Un an plus tard, Philippe Troussier démissionne. Il doit s’engager avec Niort mais l’affaire capote. Il rebondit à Alençon, un club de quatrième division. Il fourbit ses armes, affine sa méthode pendant trois ans et performe en Coupe de France. « Dans le management, j’ai besoin d’avoir une certaine place », euphémise-t-il. À 32 ans, il entraîne le Red Star. L’éphémère quotidien Le Sport le présente alors ainsi : « Intello et inconnu. Sauf du milieu. Il doit être l’homme de la reconquête, celui qui doit mener le club de Saint-Ouen en Division 2. » Il y parviendra, étrennant une défense à trois, qui deviendra l’une de ses marques de fabrique.

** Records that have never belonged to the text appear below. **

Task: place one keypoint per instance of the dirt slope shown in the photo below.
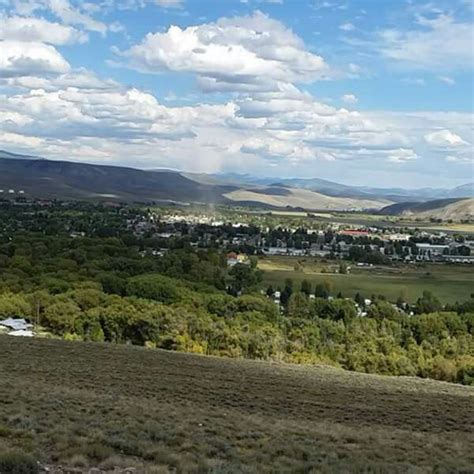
(88, 405)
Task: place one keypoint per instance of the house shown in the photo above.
(233, 259)
(15, 324)
(21, 333)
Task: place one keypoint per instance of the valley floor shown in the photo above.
(83, 404)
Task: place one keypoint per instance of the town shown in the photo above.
(359, 243)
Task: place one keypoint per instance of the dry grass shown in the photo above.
(82, 405)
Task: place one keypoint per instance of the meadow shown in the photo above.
(450, 283)
(78, 405)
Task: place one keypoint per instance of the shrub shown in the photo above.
(18, 463)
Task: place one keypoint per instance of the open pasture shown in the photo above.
(450, 283)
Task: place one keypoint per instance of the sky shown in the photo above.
(363, 92)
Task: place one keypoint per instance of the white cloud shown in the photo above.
(18, 58)
(39, 30)
(440, 43)
(169, 3)
(444, 139)
(347, 27)
(252, 51)
(460, 160)
(402, 155)
(349, 99)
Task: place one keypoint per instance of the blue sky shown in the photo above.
(362, 92)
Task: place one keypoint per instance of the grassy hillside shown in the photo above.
(67, 180)
(84, 404)
(445, 209)
(303, 198)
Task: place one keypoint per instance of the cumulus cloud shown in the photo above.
(19, 58)
(444, 139)
(230, 54)
(39, 30)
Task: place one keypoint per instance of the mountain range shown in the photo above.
(43, 178)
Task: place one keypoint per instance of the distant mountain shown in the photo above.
(330, 188)
(14, 156)
(445, 209)
(68, 180)
(279, 197)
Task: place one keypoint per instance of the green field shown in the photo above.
(82, 405)
(450, 283)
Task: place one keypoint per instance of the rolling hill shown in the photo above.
(67, 180)
(88, 405)
(331, 188)
(445, 209)
(279, 197)
(43, 178)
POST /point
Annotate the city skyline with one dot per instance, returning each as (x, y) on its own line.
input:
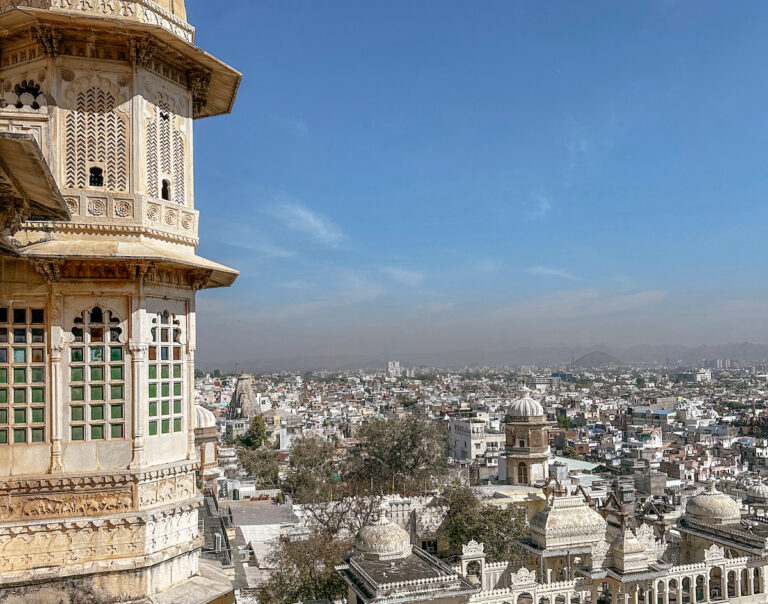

Il rejoint ensuite Créteil, toujours en seconde division. Le tournant survient fin 1989. L’attaquant tchadien Nambatingue Toko, vainqueur de la Coupe de France avec le PSG, s’entraîne avec Créteil pour se remettre en forme. Il informe Troussier que l’ASEC Mimosas d’Abidjan cherche un entraîneur. Pourquoi pas lui ? Alors qu’il n’a presque jamais voyagé, à peine pris l’avion, le voilà en route vers la Côte d’Ivoire. « Pour moi, c’était un peu Tintin au Congo ! Pendant le vol, on m’indique par téléphone que je dois sortir en dernier », se souvient-il. L’accueil est enthousiaste, la suite sera triomphale. Il remporte trois fois le titre de champion de Côte d’Ivoire, atteint la demi-finale de la Coupe d’Afrique des clubs champions et entre dans les annales de la FIFA en restant invaincu 105 matches consécutifs, record stratosphérique, probablement insurpassable.
En trois ans, Troussier l’inconnu est devenu le « Sorcier blanc ». Il dirige ensuite la sélection de Côte d’Ivoire, puis file en Afrique du Sud entraîner les Kaizer Chiefs à Johannesburg. Avant de partir pour Rabat, au Maroc, où il restera vivre une partie de l’année, entraînant deux équipes nationales : le Nigeria, dont il a assuré la qualification pour le Mondial, et le Burkina Faso – pour le convaincre, le président Blaise Compaoré n’a pas hésité à mettre à sa disposition un Falcon ! En 1998, lors de la Coupe du monde en France, il est sélectionneur de l’équipe d’Afrique du Sud, premier adversaire des Bleus d’Aimé Jacquet – un autre fils de boucher. Nelson Mandela lui adresse une vibrante lettre d’encouragement. Cela ne suffit pas : défaite 3-0 et élimination au premier tour. Dominique Troussier se souvient avec émotion de sa rencontre avec le leader sud-africain. « J’ai été prise d’une émotion incontrôlée. Sans bien savoir pourquoi, j’ai pleuré. »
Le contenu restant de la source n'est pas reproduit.